Vietnam or Thailand ? Vote for the TOP Country of the Week !
Updated: June 18, 2025
When you see one enter a room, you must reconcile yourself to the inevitable. No hope for flashes of original thought, no illuminating, newer point of view, no sulphitic flashes of fancy the steady glow of bromidic conversation and action is all one can hope for. He may be wise and good, he may be loved and respected but he lives inland; he puts not forth to sea.
He is always sulphitic, but as often impossible. He will not bore you, but he may shock you. You find yourself watching him to see what is coming next, and it may be a subtle jest, a paradox, or an atrocious violation of etiquette. All cranks, all reformers, and most artists are sulphitic. The insane asylums are full of Sulphites.
Johnson was, himself, a Sulphite of the Sulphites, but how intensely bromidic were his writings! One yawns to think of them. As for Lewis Carroll, in his classic nonsense, so sulphitic as often to be accused by Bromides of having a secret meaning, his private life was that of a Bromide.
These terms are fluent your friends have a way of escaping from the labeled boxes into which you have put them; they seem to defy your definitions, your Orders and Genera. Fifteen minutes' consideration of the great Sulphitic Theory will, as the patent medicines say, convince one of its efficacy. A Bromide will never jump out of his box into that ticketed "Sulphite."

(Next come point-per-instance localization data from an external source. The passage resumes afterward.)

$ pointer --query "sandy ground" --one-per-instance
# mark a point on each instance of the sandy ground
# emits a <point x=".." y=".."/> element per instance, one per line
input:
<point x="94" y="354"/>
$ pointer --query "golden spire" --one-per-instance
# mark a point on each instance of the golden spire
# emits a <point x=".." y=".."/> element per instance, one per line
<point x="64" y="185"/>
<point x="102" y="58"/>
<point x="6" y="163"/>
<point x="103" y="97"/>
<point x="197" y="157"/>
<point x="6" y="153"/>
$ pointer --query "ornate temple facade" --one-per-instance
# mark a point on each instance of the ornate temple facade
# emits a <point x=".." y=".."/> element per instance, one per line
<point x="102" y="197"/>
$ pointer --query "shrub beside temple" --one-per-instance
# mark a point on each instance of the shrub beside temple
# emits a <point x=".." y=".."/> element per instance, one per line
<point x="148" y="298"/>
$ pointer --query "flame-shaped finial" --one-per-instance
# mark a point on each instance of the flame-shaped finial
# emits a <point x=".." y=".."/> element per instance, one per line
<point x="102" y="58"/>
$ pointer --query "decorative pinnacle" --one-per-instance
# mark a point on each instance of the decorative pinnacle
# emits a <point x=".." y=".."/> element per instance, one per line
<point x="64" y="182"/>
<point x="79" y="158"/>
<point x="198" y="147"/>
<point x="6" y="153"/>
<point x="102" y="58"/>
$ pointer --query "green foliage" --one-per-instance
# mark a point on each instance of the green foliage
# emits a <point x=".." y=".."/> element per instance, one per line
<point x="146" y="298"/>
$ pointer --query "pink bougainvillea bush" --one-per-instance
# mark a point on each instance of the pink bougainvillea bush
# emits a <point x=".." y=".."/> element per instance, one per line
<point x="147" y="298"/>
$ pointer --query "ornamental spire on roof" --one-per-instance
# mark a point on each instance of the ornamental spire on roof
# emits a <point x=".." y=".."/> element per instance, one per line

So there are bromidic vegetables like cabbage, and sulphitic ones like garlic. The distinction, once understood, applies to almost everything thinkable. There are bromidic titles to books and stories, and titles sulphitic. "The Something of Somebody" is, at present, the commonest bromidic form. Once, as in "The Courting of Dinah Shadd" and "The Damnation of Theron Ware," such a title was sulphitic, but one cannot pick up a magazine, nowayears, without coming across "The of " As most magazines are edited for Middle Western Bromides, such titles are inevitable. I know of one, with a million circulation, which accepted a story with the sulphitic title, "Thin Ice," and changed it to the bromidic words, "Because Other Girls were Free." One of O. Henry's first successful stories, and perhaps his best humorous tale, had its title so changed from "Cupid
We are not much amused, usually, by the quaint modes of thought exhibited by lunatics and madmen. It cannot be denied, however, that their processes of thought are sulphitic; indeed, they are so wildly original, so fanciful, that we must denominate all such crazed brains, Hypo-Sulphites. Such persons are so surprising that they end by having no surprises left for us.
Intensity of Bromidism becomes, then, Nitro-Bromidism, and we have seen how, through the artist's, or through a Sulphite's subtle point of view, such Nitro-Bromide becomes immediately sulphitic. By a similar reasoning, a Hypo-Sulphite can, at a step, become bromidic. The illustration most obvious is that of insanity.
So much comment has been made upon the terminology of this theory that it should be stated frankly, at the start, that the words Sulphite and Bromide, and their derivatives, sulphitic and bromidic, are themselves so sulphitic that they are not susceptible of explanation. In a word, they are empirical, although, accidentally it might seem, they do appeal and convince the most skeptical.
One need not consult one's prejudice, affection or taste the Sulphitic Theory explains without either condemning or approving. The leopard cannot change his spots. But if, along with these contrasts, we take, for example, Lewis Carroll as opposed to Dr. Johnson, we are brought up against an extraordinary inconsistency. It is, however, only an apparent paradox beneath it lies a vital principle. Dr.
It will be doubtless through a misconception of this principle that the first schism in the Sulphitic Theory arises. Already the cult has become so important that a newer heretic sect threatens it. These protestants cannot believe that there is a definite line to be drawn between Sulphites and Bromides, and hold that one may partake of a dual nature.